We saw last lecture that the evidence that the universe in the past really was a lot hotter and denser than it is today - the cosmic microwave background, 3000K, 300,000 years after the big bang, even more impressively, primordial nucleosynthesis, 1 billion K, 3 mins after the big bang. Protons and neutrons created from photon collisions in the early universe (matter and energy are equivalent - Einstein's famous E=mc2) can survive after about 0.001 seconds after the big bang - the photons no longer have the energy to destroy neutrons and protons as soon as they are formed. But these particles are moving very fast (are very hot) so we can have nuclear fusion reactions (and the fact that there are neutrons and protons mean they go a fair bit faster than if we had mainly protons as there isn't the repulsive electrostatic These fusion reactions can only happen for a short time as the universe is expanding and cooling so rapidly. So some (but not all!!) hydrogen undergoes fusion reactions.
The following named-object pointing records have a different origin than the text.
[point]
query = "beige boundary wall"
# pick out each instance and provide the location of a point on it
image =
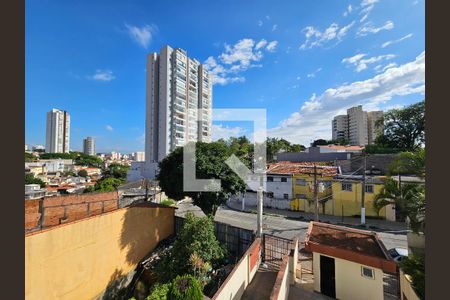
(286, 275)
(242, 274)
(406, 290)
(350, 284)
(79, 260)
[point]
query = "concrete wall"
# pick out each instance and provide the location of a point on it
(406, 290)
(242, 274)
(80, 260)
(350, 284)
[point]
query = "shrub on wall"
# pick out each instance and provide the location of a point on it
(185, 287)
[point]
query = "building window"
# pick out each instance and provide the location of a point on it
(347, 186)
(367, 272)
(369, 188)
(300, 182)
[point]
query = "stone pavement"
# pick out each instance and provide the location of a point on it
(372, 224)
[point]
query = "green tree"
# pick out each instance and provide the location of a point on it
(408, 198)
(196, 238)
(82, 173)
(185, 287)
(404, 128)
(210, 164)
(30, 179)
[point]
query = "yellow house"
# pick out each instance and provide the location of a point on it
(303, 188)
(347, 195)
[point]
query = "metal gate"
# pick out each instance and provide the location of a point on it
(275, 248)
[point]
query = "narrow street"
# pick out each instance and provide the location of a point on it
(280, 226)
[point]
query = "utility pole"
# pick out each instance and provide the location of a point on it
(316, 194)
(363, 195)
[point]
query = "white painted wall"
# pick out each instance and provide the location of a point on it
(350, 284)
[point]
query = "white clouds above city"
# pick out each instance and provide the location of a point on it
(245, 54)
(141, 35)
(316, 38)
(314, 117)
(102, 75)
(361, 63)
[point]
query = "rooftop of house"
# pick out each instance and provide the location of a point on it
(360, 246)
(286, 167)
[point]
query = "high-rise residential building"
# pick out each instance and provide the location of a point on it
(374, 128)
(176, 87)
(139, 156)
(340, 127)
(357, 126)
(58, 131)
(89, 146)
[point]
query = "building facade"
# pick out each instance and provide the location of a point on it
(373, 126)
(89, 146)
(177, 86)
(340, 127)
(58, 132)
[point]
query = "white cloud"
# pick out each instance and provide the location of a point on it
(272, 46)
(396, 41)
(361, 63)
(102, 75)
(314, 117)
(348, 10)
(237, 58)
(313, 74)
(315, 38)
(141, 35)
(225, 132)
(369, 28)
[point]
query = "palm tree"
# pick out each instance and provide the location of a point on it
(409, 199)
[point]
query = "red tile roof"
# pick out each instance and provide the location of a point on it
(286, 167)
(360, 246)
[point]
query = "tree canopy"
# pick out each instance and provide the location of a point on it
(210, 164)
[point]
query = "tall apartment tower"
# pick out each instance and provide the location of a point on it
(374, 128)
(58, 131)
(339, 127)
(89, 146)
(176, 87)
(357, 126)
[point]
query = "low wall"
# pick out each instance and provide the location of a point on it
(85, 259)
(406, 290)
(242, 274)
(52, 211)
(286, 275)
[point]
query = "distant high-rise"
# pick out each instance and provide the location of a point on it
(375, 129)
(89, 146)
(340, 127)
(175, 84)
(359, 127)
(58, 131)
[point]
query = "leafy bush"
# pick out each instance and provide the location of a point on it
(159, 292)
(185, 287)
(168, 202)
(196, 236)
(414, 266)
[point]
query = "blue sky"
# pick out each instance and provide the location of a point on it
(304, 61)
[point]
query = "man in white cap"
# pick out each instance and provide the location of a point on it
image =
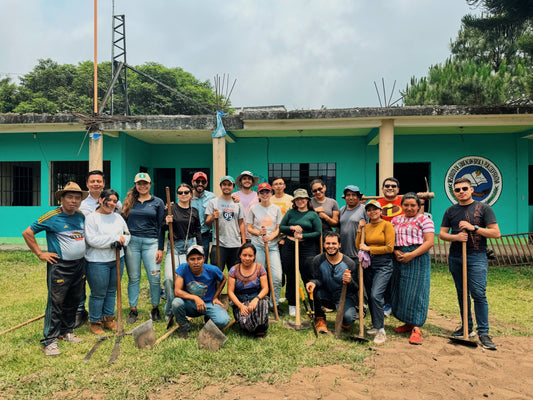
(65, 238)
(230, 216)
(247, 197)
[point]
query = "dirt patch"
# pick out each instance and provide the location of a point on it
(398, 370)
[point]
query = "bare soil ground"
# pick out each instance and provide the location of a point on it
(435, 370)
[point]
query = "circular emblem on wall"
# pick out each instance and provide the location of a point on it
(485, 176)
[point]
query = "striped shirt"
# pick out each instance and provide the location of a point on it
(410, 231)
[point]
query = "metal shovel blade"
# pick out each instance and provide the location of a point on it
(297, 327)
(144, 335)
(210, 337)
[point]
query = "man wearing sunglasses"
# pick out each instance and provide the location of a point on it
(391, 203)
(199, 201)
(472, 222)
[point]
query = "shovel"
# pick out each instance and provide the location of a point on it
(210, 337)
(361, 337)
(340, 309)
(171, 239)
(465, 341)
(120, 328)
(297, 325)
(270, 283)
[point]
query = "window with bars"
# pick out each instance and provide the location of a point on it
(300, 175)
(62, 172)
(20, 183)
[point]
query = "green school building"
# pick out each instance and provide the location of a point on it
(493, 146)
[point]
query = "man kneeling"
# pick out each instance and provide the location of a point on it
(331, 270)
(197, 288)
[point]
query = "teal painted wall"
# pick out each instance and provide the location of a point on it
(356, 164)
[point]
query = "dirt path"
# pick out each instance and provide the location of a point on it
(435, 370)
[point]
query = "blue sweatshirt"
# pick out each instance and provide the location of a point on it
(145, 220)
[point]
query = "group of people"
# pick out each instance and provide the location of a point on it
(92, 233)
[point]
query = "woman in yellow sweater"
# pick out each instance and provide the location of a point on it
(379, 242)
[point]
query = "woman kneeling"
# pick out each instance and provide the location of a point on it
(248, 289)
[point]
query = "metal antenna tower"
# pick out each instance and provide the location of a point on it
(119, 44)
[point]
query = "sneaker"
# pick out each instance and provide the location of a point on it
(487, 342)
(372, 332)
(81, 318)
(132, 318)
(404, 328)
(292, 311)
(72, 338)
(380, 337)
(155, 314)
(387, 310)
(52, 349)
(459, 333)
(416, 336)
(321, 326)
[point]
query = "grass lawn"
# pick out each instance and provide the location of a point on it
(26, 373)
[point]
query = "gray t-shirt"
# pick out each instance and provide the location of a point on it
(230, 214)
(269, 217)
(329, 206)
(349, 221)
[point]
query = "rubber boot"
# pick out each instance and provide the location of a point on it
(110, 323)
(96, 328)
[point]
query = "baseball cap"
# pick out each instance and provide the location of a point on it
(264, 186)
(228, 178)
(374, 203)
(142, 176)
(195, 249)
(199, 174)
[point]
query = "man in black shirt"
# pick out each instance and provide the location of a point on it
(471, 222)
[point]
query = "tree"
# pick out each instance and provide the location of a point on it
(487, 66)
(51, 88)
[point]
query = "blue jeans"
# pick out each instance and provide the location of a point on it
(187, 308)
(376, 278)
(275, 267)
(168, 282)
(476, 285)
(102, 279)
(144, 249)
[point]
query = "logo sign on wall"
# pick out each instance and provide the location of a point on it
(485, 176)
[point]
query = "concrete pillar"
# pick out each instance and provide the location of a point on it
(386, 150)
(96, 154)
(219, 163)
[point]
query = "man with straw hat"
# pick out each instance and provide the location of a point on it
(65, 262)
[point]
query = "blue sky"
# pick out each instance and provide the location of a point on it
(303, 54)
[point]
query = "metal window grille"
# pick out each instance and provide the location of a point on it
(20, 183)
(62, 172)
(300, 175)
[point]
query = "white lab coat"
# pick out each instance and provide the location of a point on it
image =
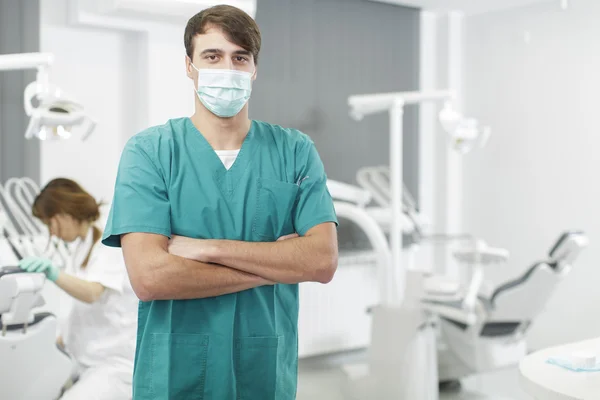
(101, 336)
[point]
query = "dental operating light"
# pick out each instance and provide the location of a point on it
(56, 114)
(463, 133)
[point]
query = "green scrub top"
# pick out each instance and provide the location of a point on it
(241, 346)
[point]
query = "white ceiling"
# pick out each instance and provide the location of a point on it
(467, 6)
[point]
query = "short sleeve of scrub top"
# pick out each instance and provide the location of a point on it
(314, 203)
(140, 202)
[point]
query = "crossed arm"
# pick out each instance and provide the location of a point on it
(185, 268)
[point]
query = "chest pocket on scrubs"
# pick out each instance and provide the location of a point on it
(274, 207)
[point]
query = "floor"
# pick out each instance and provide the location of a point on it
(322, 379)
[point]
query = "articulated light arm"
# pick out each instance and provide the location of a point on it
(463, 133)
(363, 105)
(55, 115)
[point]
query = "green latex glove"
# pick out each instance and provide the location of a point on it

Thus there is some deuterium, tritium and helium which is NOT produced in stars, but in the very early universe. If we look at very old stars which were formed before there was much chemical enrichment from supernovae then we see these primordial abundances.
so it seems that we really can do this extrapolation back in time, to a hot dense early universe. so what about a forwards extrapolation, what about the ultimate fate of the universe ? Will the Universe keep on expanding forever ? What can stop it ? Gravity! The gravitational force between all the matter must be slowing the expansion down. Can it slow it down enough to stop the expansion, and bring all the galaxies back together again ? Obviously this depends on the balance is between how fast the Universe is currently expanding and how much mass (i.e. gravity) there is in the Universe to pull it back. The average density of matter which forms the borderline between these two outcomes is called the critical density - its TINY, corresponding to 5-6 protons (or hydrogen nuclei) per cubic metre! The ratio between the actual density of matter and this critical density is called Omega. For Omega < 1 then the Universe will expand forever, the stars will all eventually die out - a dark and cold death of everything. For Omega > 1 then there is enough matter to eventually halt the expansion, and recollapse the Universe into a big crunch. Perhaps this could be a cyclical process, seeding a new big bang ? More on ultimate fate of the Universe .
So, what is the density of matter in the Universe ? We know more or less how massive stars are, and we know more or less how luminous they are, so we can look at the apparent brightness of a galaxy, get its distance using any of the ways described in lecture 11, so get the luminosity of the stars and so get the mass of stars. Do this for all the galaxies we can see within a certain distance, and then work out the density! And its WAY WAY too small to close the Universe, giving something like Omega ~ 0.01!!
But what we can see isn't all of what there is! When we estimated the mass of our Galaxy we did it two ways, first by looking at the numbers of stars, and secondly by looking DIRECTLY at the amount of gravity by looking at the motion of stars orbiting around the center - with a velocity and a distance we can use our understanding of gravity to get the mass within the orbit. Stars are OK to do this with, but gas is better as the gas extends out a fair bit further than the stars and we want now to look at the mass of as much of a galaxy as possible. Dust is always a problem, so we want to go to long wavelengths. And we want a spectral line which is very strong so we can easily track it. Hydrogen has that line in the radio (nice long wavelength) at 21cm which is ideal for this. Get an edge-on spiral and map the rotation velocity of the 21cm line at all distances from the center. As we go towards the edge of a galaxy the starlight falls off (definition of the 'edge' of a galaxy!), so we expect that this is all the mass, so the rotation curve should fall away too. It doesn't!!! There must be large amounts of DARK mass in a halo around the galaxy in order to match the observed rotation curves. A nice site on including a java animation of rotation curves. Masses measured in this way show 10-100x more mass than that which we can see in stars! So the mass of the Universe is dominated by DARK MATTER. But even including this DARK MATTER we get Omega ~0.3 i.e. not enough to close the Universe
But what is this dark matter ? Maybe its failed stars, or dead stars (white dwarfs, neutron stars, black holes), or black holes left over from the big bang, or.... But there is a problem. Primordial nucleosynthesis in the big bang puts a fairly stringent constraint on how much of this can be in the form of protons/neutrons (collectively known as baryons) - and its something like Omega~0.06. So, a small faction of this dark matter can be normal stuff, but the majority of it has to be something else entirely!! More about dark matter. Nasty isn't it - most of the mass in the Universe is in the form of something which we don't yet understand!